I can't remember how I got back; all I can remember is seeing the door to my apartment forced wide open. It took a while to sink in. I was still in a state of "mental enlightenment"… well, in other words, I was drunk. My eyes refused to focus, in fact, everything in front of me seemed to just fuse together; the walls merged into the doorframe whilst the graffiti swirled into an endless spiral of colour. I was sober enough to have charged my EMR and take the safety off my .45, but whether I was sober enough to actually use them was another matter entirely. The hairs on the back of my neck stood on end as this overwhelming surge of adrenaline just pulsed through all my veins as I edged towards the open doorway.
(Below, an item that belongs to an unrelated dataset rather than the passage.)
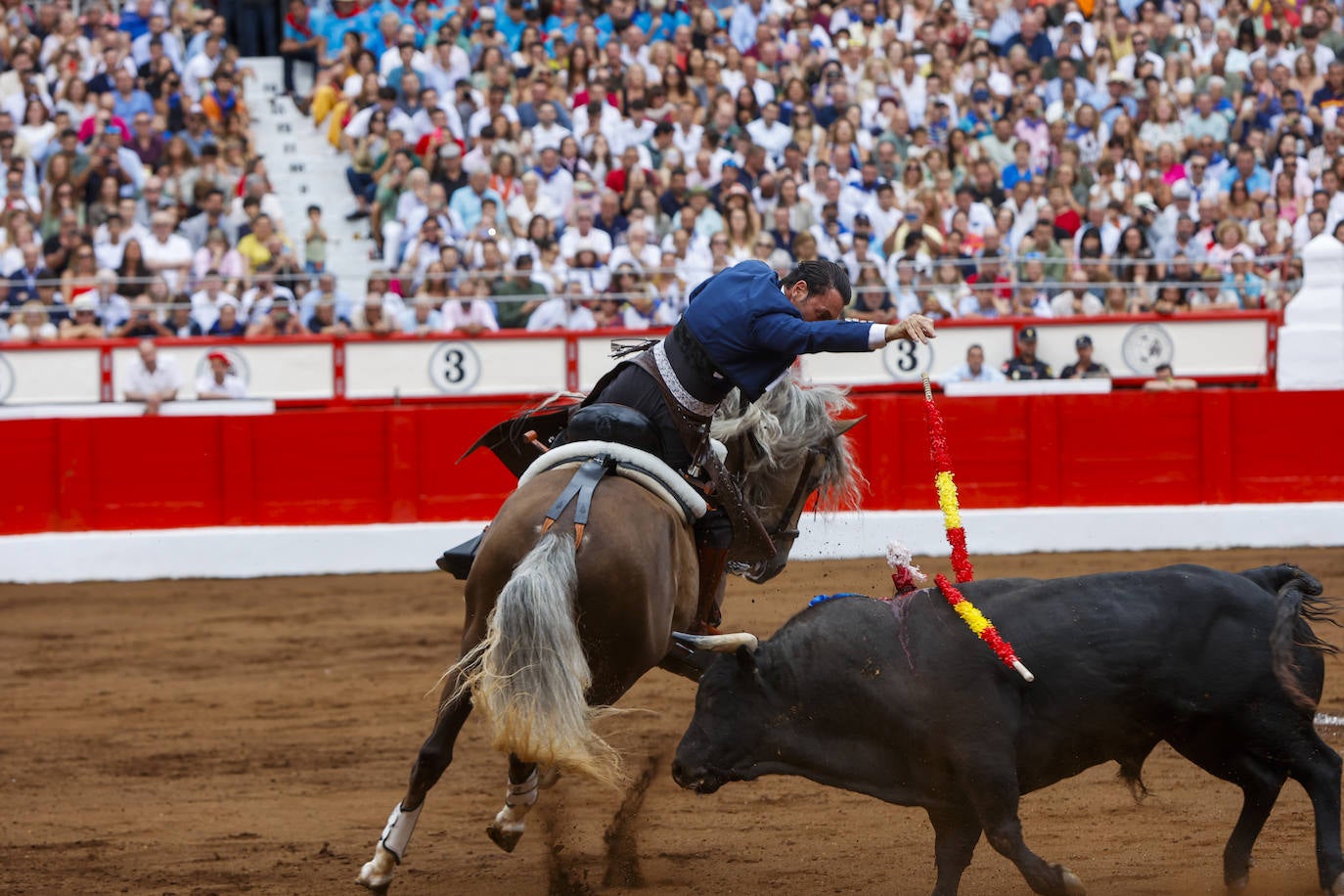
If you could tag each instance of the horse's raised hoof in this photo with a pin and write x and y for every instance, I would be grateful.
(377, 874)
(1073, 884)
(506, 834)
On previous Turk missions, this adrenaline buzz just majorly psyched me up, now, it was more of a burden than anything; I was drunk for Holy's sake, the addition of this chemical to the multitude of others already swimming around my body did **not **help at all.

I pressed my back up against the cold, graffiti-daubed wall of my rundown apartment, listening as my breath became inaudible, even to me. It was a neat party trick – there were countless times people thought I was actually dead, works a treat with the ladies. You know that whole 'mouth to mouth' thing – well, you get the picture right? I looked at the end of my EMR as it shot out blue and white sparks of intense heat; I could feel their heat on my knuckles. It left me imagining what my targets felt when I shocked them with this baby. A grin flashed across my face, although this really wasn't the right time to be smiling, I mean, some damn son-of-a-bitch had broke into my fuckin' apartment and so help me Gods he was gonna pay.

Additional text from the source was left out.